Wie bewegte sich Ihre Gefühlslage während der Entscheidungszeit?
Es gab sicherlich ein Auf und Ab der Gefühle. Grundsätzlich aber hat mich die Anfrage nicht mehr losgelassen. In der Zeit des Prüfens und des Abwägens hat sich meine Bereitschaft herauskristallisiert, dass ich mich für dieses Amt zur Verfügung stellen wollte.
Bei der Ressortwahl hatten sie wenig Spielraum. Es verblieb «nur» das Baudepartement. Wie wohl fühlen Sie sich damit?

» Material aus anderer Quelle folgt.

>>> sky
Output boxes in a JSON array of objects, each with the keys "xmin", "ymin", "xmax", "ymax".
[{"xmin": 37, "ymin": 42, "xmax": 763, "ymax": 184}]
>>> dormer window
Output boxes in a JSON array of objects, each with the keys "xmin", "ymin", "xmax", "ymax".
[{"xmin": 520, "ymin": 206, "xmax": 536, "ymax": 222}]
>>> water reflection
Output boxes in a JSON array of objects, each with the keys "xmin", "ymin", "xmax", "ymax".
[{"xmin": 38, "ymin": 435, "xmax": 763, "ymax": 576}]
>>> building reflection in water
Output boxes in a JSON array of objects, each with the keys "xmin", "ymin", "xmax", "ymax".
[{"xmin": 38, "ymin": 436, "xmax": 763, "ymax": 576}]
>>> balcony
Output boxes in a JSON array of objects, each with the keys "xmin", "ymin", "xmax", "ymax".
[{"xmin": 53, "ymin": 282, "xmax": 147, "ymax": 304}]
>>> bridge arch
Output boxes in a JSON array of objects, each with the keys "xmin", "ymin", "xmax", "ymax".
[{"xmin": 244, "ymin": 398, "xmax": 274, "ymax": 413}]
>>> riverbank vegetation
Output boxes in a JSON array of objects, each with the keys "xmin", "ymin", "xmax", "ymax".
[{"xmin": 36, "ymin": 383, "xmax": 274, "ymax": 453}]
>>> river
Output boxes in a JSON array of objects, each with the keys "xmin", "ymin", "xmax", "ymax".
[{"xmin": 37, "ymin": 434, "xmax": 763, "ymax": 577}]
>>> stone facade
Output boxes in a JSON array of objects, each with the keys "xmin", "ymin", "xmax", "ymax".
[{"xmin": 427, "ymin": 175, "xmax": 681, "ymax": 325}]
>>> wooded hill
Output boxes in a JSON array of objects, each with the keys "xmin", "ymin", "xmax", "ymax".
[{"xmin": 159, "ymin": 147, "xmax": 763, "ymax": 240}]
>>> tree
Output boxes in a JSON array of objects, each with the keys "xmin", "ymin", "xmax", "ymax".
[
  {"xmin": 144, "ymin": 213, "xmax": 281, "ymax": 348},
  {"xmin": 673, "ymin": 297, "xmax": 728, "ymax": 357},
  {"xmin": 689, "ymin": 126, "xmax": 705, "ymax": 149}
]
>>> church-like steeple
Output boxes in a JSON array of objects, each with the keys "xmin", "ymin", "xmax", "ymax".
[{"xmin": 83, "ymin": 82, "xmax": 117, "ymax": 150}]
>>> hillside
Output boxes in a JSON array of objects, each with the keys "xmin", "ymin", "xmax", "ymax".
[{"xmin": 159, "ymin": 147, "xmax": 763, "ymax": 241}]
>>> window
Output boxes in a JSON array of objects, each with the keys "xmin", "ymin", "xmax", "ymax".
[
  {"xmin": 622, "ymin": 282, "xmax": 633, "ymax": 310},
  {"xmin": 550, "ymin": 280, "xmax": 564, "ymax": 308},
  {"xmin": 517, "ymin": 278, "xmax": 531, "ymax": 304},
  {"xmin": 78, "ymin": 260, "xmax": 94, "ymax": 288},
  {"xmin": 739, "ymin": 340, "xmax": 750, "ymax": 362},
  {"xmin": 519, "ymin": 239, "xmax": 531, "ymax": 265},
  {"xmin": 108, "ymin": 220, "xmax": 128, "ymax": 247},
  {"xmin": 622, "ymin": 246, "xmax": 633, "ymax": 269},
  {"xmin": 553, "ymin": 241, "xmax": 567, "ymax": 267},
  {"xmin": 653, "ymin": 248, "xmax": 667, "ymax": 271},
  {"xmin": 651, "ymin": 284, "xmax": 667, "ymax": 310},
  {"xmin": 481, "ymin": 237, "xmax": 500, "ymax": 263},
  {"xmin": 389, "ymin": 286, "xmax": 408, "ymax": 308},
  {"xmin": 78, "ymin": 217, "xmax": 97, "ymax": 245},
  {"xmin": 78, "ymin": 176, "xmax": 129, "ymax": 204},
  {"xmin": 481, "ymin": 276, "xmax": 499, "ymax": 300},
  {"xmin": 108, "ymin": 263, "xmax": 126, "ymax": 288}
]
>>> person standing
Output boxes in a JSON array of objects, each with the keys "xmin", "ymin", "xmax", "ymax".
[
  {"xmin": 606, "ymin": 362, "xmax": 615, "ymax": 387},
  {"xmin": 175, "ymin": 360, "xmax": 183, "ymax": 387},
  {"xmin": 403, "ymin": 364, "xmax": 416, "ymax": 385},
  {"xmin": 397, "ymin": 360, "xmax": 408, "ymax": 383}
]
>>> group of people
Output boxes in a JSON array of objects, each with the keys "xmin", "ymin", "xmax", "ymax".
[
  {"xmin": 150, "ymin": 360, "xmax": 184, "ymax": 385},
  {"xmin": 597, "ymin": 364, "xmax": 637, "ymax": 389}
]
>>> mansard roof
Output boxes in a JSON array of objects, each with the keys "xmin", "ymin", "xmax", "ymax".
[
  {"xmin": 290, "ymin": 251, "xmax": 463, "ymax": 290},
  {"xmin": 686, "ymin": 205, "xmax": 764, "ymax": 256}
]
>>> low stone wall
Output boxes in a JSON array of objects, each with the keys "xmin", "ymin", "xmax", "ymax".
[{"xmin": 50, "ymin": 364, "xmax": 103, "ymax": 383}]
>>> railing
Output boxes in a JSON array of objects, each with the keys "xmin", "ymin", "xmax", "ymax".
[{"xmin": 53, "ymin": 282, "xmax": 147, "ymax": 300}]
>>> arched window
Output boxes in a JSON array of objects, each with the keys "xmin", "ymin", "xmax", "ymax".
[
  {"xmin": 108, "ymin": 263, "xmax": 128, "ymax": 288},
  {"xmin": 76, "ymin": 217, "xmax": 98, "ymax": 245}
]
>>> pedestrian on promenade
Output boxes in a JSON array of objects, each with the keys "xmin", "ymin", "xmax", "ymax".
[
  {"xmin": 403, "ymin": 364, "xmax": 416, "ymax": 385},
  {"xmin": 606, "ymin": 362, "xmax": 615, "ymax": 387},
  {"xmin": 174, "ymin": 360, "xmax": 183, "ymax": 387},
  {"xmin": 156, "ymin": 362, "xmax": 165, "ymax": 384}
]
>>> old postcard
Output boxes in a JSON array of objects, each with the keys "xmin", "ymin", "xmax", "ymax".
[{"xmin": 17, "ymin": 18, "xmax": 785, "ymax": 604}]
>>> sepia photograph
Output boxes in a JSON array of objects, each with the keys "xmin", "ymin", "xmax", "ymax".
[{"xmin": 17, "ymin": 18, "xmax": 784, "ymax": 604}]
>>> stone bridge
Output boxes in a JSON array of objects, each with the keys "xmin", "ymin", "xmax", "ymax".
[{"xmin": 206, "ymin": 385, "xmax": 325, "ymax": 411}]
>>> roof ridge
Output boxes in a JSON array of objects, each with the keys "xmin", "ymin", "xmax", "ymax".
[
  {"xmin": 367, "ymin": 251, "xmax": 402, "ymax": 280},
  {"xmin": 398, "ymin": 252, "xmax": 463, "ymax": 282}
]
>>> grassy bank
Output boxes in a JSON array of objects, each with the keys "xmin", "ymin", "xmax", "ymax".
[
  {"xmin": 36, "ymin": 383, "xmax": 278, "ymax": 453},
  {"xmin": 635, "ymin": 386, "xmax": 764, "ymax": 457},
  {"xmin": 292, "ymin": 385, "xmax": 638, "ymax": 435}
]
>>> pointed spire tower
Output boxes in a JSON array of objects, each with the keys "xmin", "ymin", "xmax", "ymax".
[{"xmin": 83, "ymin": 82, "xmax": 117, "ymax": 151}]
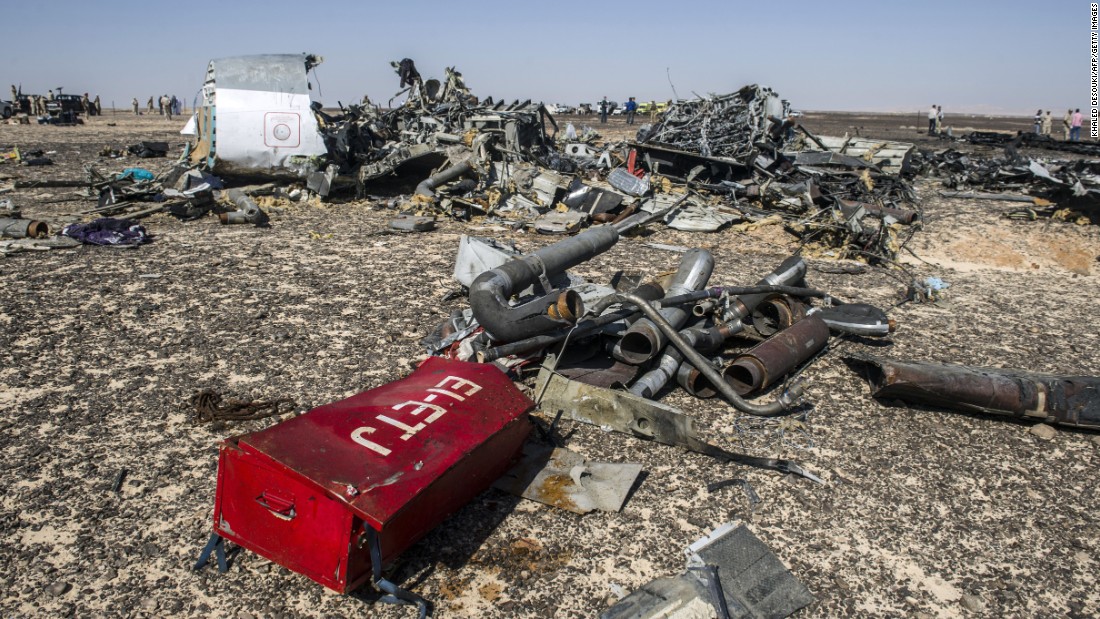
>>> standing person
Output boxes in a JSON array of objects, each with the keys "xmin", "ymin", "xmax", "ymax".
[{"xmin": 624, "ymin": 97, "xmax": 638, "ymax": 124}]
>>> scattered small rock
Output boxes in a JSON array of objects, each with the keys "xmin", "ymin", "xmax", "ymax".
[
  {"xmin": 959, "ymin": 594, "xmax": 986, "ymax": 612},
  {"xmin": 138, "ymin": 597, "xmax": 160, "ymax": 611},
  {"xmin": 1027, "ymin": 423, "xmax": 1058, "ymax": 441}
]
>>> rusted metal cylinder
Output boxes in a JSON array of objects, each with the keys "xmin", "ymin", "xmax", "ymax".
[
  {"xmin": 0, "ymin": 219, "xmax": 50, "ymax": 239},
  {"xmin": 854, "ymin": 356, "xmax": 1100, "ymax": 429},
  {"xmin": 724, "ymin": 316, "xmax": 828, "ymax": 396},
  {"xmin": 752, "ymin": 295, "xmax": 806, "ymax": 338},
  {"xmin": 613, "ymin": 248, "xmax": 714, "ymax": 365},
  {"xmin": 722, "ymin": 256, "xmax": 806, "ymax": 322},
  {"xmin": 677, "ymin": 363, "xmax": 718, "ymax": 399}
]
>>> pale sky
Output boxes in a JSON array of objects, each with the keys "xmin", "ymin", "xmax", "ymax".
[{"xmin": 0, "ymin": 0, "xmax": 1090, "ymax": 114}]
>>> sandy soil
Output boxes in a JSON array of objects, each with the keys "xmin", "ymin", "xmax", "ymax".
[{"xmin": 0, "ymin": 114, "xmax": 1100, "ymax": 619}]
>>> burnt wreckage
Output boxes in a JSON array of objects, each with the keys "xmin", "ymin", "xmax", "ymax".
[
  {"xmin": 187, "ymin": 56, "xmax": 1098, "ymax": 617},
  {"xmin": 189, "ymin": 54, "xmax": 921, "ymax": 262}
]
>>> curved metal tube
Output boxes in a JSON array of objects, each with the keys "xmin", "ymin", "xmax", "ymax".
[
  {"xmin": 722, "ymin": 256, "xmax": 806, "ymax": 322},
  {"xmin": 477, "ymin": 283, "xmax": 664, "ymax": 363},
  {"xmin": 0, "ymin": 218, "xmax": 50, "ymax": 239},
  {"xmin": 629, "ymin": 327, "xmax": 733, "ymax": 398},
  {"xmin": 590, "ymin": 292, "xmax": 802, "ymax": 417},
  {"xmin": 470, "ymin": 225, "xmax": 619, "ymax": 342},
  {"xmin": 612, "ymin": 250, "xmax": 714, "ymax": 362},
  {"xmin": 416, "ymin": 161, "xmax": 474, "ymax": 198}
]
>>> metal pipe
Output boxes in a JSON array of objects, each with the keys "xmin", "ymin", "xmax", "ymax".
[
  {"xmin": 661, "ymin": 285, "xmax": 835, "ymax": 306},
  {"xmin": 723, "ymin": 314, "xmax": 828, "ymax": 396},
  {"xmin": 590, "ymin": 292, "xmax": 802, "ymax": 416},
  {"xmin": 612, "ymin": 250, "xmax": 714, "ymax": 365},
  {"xmin": 470, "ymin": 225, "xmax": 619, "ymax": 342},
  {"xmin": 416, "ymin": 159, "xmax": 474, "ymax": 198},
  {"xmin": 853, "ymin": 356, "xmax": 1100, "ymax": 429},
  {"xmin": 722, "ymin": 256, "xmax": 806, "ymax": 322},
  {"xmin": 628, "ymin": 325, "xmax": 733, "ymax": 398},
  {"xmin": 218, "ymin": 189, "xmax": 268, "ymax": 225},
  {"xmin": 677, "ymin": 363, "xmax": 718, "ymax": 399},
  {"xmin": 691, "ymin": 299, "xmax": 718, "ymax": 318},
  {"xmin": 477, "ymin": 283, "xmax": 664, "ymax": 363},
  {"xmin": 0, "ymin": 218, "xmax": 50, "ymax": 239},
  {"xmin": 752, "ymin": 295, "xmax": 806, "ymax": 338}
]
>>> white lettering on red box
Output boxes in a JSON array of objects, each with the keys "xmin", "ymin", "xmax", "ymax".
[{"xmin": 351, "ymin": 376, "xmax": 482, "ymax": 456}]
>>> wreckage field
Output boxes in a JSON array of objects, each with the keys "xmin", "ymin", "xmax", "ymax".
[{"xmin": 0, "ymin": 111, "xmax": 1100, "ymax": 618}]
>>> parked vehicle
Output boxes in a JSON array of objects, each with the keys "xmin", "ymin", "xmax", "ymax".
[{"xmin": 46, "ymin": 95, "xmax": 96, "ymax": 117}]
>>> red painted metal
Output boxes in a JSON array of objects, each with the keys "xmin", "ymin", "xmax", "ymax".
[{"xmin": 215, "ymin": 357, "xmax": 535, "ymax": 593}]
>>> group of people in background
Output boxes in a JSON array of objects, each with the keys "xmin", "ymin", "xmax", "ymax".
[
  {"xmin": 928, "ymin": 104, "xmax": 944, "ymax": 135},
  {"xmin": 130, "ymin": 95, "xmax": 184, "ymax": 120},
  {"xmin": 1034, "ymin": 108, "xmax": 1085, "ymax": 142},
  {"xmin": 928, "ymin": 101, "xmax": 1085, "ymax": 142}
]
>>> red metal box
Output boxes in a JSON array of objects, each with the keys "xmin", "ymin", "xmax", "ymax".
[{"xmin": 213, "ymin": 357, "xmax": 534, "ymax": 593}]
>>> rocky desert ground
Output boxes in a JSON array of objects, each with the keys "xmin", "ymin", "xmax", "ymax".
[{"xmin": 0, "ymin": 112, "xmax": 1100, "ymax": 619}]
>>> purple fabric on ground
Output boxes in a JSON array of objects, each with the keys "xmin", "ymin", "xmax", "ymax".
[{"xmin": 62, "ymin": 218, "xmax": 151, "ymax": 245}]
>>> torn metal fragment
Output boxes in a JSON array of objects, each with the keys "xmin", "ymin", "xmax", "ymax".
[
  {"xmin": 600, "ymin": 522, "xmax": 814, "ymax": 619},
  {"xmin": 493, "ymin": 443, "xmax": 641, "ymax": 513},
  {"xmin": 535, "ymin": 365, "xmax": 823, "ymax": 484}
]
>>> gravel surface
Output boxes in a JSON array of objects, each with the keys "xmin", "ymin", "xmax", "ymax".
[{"xmin": 0, "ymin": 114, "xmax": 1100, "ymax": 618}]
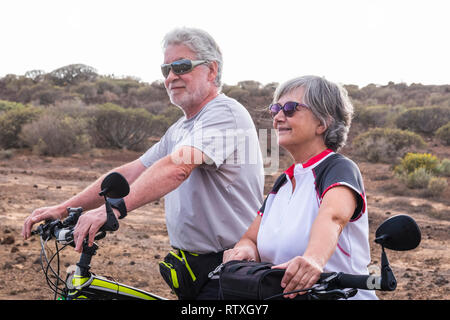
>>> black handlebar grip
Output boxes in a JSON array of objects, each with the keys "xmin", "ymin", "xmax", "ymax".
[{"xmin": 320, "ymin": 272, "xmax": 381, "ymax": 290}]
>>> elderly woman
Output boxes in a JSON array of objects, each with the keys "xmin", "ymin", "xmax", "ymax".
[{"xmin": 223, "ymin": 76, "xmax": 377, "ymax": 299}]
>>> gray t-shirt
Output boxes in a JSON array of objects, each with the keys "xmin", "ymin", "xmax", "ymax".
[{"xmin": 140, "ymin": 94, "xmax": 264, "ymax": 253}]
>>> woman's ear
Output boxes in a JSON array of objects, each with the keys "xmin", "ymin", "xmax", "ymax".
[{"xmin": 316, "ymin": 122, "xmax": 328, "ymax": 136}]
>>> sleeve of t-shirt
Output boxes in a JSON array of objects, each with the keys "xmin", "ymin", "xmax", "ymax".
[
  {"xmin": 318, "ymin": 158, "xmax": 366, "ymax": 221},
  {"xmin": 174, "ymin": 102, "xmax": 238, "ymax": 168},
  {"xmin": 139, "ymin": 132, "xmax": 168, "ymax": 168}
]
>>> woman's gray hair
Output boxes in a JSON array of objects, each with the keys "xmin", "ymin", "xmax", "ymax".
[
  {"xmin": 163, "ymin": 27, "xmax": 223, "ymax": 88},
  {"xmin": 273, "ymin": 76, "xmax": 353, "ymax": 151}
]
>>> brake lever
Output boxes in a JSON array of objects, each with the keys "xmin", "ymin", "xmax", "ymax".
[{"xmin": 310, "ymin": 288, "xmax": 358, "ymax": 300}]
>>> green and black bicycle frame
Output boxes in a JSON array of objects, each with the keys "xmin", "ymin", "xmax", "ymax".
[{"xmin": 60, "ymin": 242, "xmax": 165, "ymax": 300}]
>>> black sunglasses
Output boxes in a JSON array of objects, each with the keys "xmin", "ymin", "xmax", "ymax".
[
  {"xmin": 161, "ymin": 59, "xmax": 208, "ymax": 78},
  {"xmin": 269, "ymin": 101, "xmax": 308, "ymax": 118}
]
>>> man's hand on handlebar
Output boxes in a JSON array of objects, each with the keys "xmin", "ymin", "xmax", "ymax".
[
  {"xmin": 22, "ymin": 206, "xmax": 67, "ymax": 240},
  {"xmin": 73, "ymin": 205, "xmax": 117, "ymax": 253},
  {"xmin": 272, "ymin": 256, "xmax": 322, "ymax": 299}
]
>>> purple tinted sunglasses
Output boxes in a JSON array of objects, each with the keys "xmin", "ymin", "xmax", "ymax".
[{"xmin": 269, "ymin": 101, "xmax": 308, "ymax": 118}]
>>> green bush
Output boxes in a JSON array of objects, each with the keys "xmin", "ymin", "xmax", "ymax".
[
  {"xmin": 20, "ymin": 112, "xmax": 90, "ymax": 156},
  {"xmin": 436, "ymin": 158, "xmax": 450, "ymax": 177},
  {"xmin": 355, "ymin": 105, "xmax": 404, "ymax": 128},
  {"xmin": 396, "ymin": 106, "xmax": 450, "ymax": 134},
  {"xmin": 427, "ymin": 177, "xmax": 448, "ymax": 197},
  {"xmin": 405, "ymin": 167, "xmax": 433, "ymax": 189},
  {"xmin": 394, "ymin": 153, "xmax": 439, "ymax": 174},
  {"xmin": 394, "ymin": 153, "xmax": 450, "ymax": 197},
  {"xmin": 0, "ymin": 100, "xmax": 25, "ymax": 114},
  {"xmin": 91, "ymin": 103, "xmax": 168, "ymax": 150},
  {"xmin": 436, "ymin": 122, "xmax": 450, "ymax": 146},
  {"xmin": 0, "ymin": 104, "xmax": 41, "ymax": 149},
  {"xmin": 353, "ymin": 128, "xmax": 425, "ymax": 162}
]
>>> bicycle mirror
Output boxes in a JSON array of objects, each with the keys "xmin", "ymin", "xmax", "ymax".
[
  {"xmin": 375, "ymin": 215, "xmax": 421, "ymax": 251},
  {"xmin": 99, "ymin": 172, "xmax": 130, "ymax": 199}
]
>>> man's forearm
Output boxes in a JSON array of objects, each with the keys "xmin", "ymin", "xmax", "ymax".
[{"xmin": 124, "ymin": 155, "xmax": 198, "ymax": 211}]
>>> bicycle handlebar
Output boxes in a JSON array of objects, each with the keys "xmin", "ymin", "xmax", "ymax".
[{"xmin": 31, "ymin": 207, "xmax": 106, "ymax": 247}]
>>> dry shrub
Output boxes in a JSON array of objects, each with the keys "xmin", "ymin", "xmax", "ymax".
[
  {"xmin": 436, "ymin": 122, "xmax": 450, "ymax": 146},
  {"xmin": 396, "ymin": 106, "xmax": 450, "ymax": 134},
  {"xmin": 20, "ymin": 113, "xmax": 90, "ymax": 156},
  {"xmin": 353, "ymin": 128, "xmax": 425, "ymax": 163}
]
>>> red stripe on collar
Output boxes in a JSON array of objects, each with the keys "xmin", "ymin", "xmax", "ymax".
[
  {"xmin": 284, "ymin": 163, "xmax": 295, "ymax": 180},
  {"xmin": 302, "ymin": 149, "xmax": 333, "ymax": 168}
]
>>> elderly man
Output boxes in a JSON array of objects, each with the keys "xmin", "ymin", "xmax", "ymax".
[{"xmin": 23, "ymin": 28, "xmax": 264, "ymax": 299}]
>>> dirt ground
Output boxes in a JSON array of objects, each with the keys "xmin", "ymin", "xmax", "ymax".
[{"xmin": 0, "ymin": 148, "xmax": 450, "ymax": 300}]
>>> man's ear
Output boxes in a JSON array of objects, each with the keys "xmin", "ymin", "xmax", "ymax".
[{"xmin": 208, "ymin": 61, "xmax": 219, "ymax": 81}]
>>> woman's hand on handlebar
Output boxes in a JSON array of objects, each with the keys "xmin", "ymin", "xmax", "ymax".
[
  {"xmin": 73, "ymin": 205, "xmax": 110, "ymax": 253},
  {"xmin": 272, "ymin": 256, "xmax": 323, "ymax": 298},
  {"xmin": 22, "ymin": 205, "xmax": 66, "ymax": 239},
  {"xmin": 223, "ymin": 246, "xmax": 257, "ymax": 263}
]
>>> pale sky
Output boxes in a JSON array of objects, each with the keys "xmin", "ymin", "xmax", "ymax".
[{"xmin": 0, "ymin": 0, "xmax": 450, "ymax": 86}]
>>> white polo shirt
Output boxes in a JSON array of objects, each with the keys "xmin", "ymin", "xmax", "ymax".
[{"xmin": 257, "ymin": 149, "xmax": 377, "ymax": 299}]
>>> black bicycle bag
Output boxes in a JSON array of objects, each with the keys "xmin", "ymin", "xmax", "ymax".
[{"xmin": 219, "ymin": 260, "xmax": 285, "ymax": 300}]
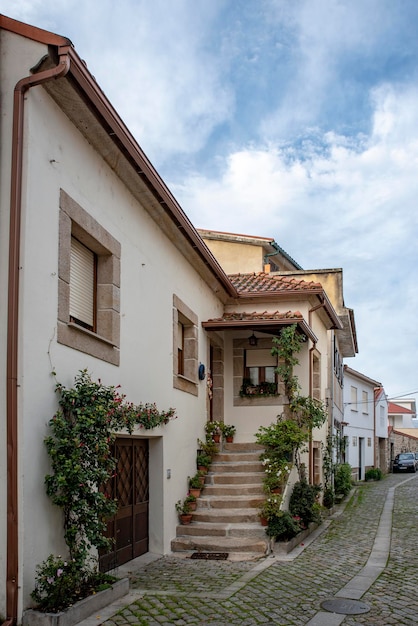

Dass ich mich mit der Führung des Bauressorts auseinanderzusetzen haben werde, war mit ein Grund dafür, die Anfrage genau zu prüfen. Doch der Neubau unseres Hotel-Haupthauses hat mich dem Thema nähergebracht. Es ist spannend, erfordert aber eine gründliche Einarbeitung. Die Zeit dafür werde ich mir nehmen.
Konnten Sie sich bereits mit einzelnen Dossiers beschäftigen?
Nein, ich versuche mir vorerst einen Überblick zu verschaffen und mich mit den Abläufen vertraut zu machen. Die Amtsübergabe wird Anfang Januar stattfinden.
Keine Adelbodnerin und kein Adelbodner wollte sich als Gemeinderat zur Verfügung stellen. Sie holen nun für alle die Kohlen aus dem Feuer. Hinterlässt dies einen schalen Beigeschmack?
Nein, ich habe keinen Anlass, Unmut zu empfinden. Schliesslich hätte ich ja auch absagen können. Ich freue mich auf meine neue Herausforderung und die Zusammenarbeit mit den Ratskollegen.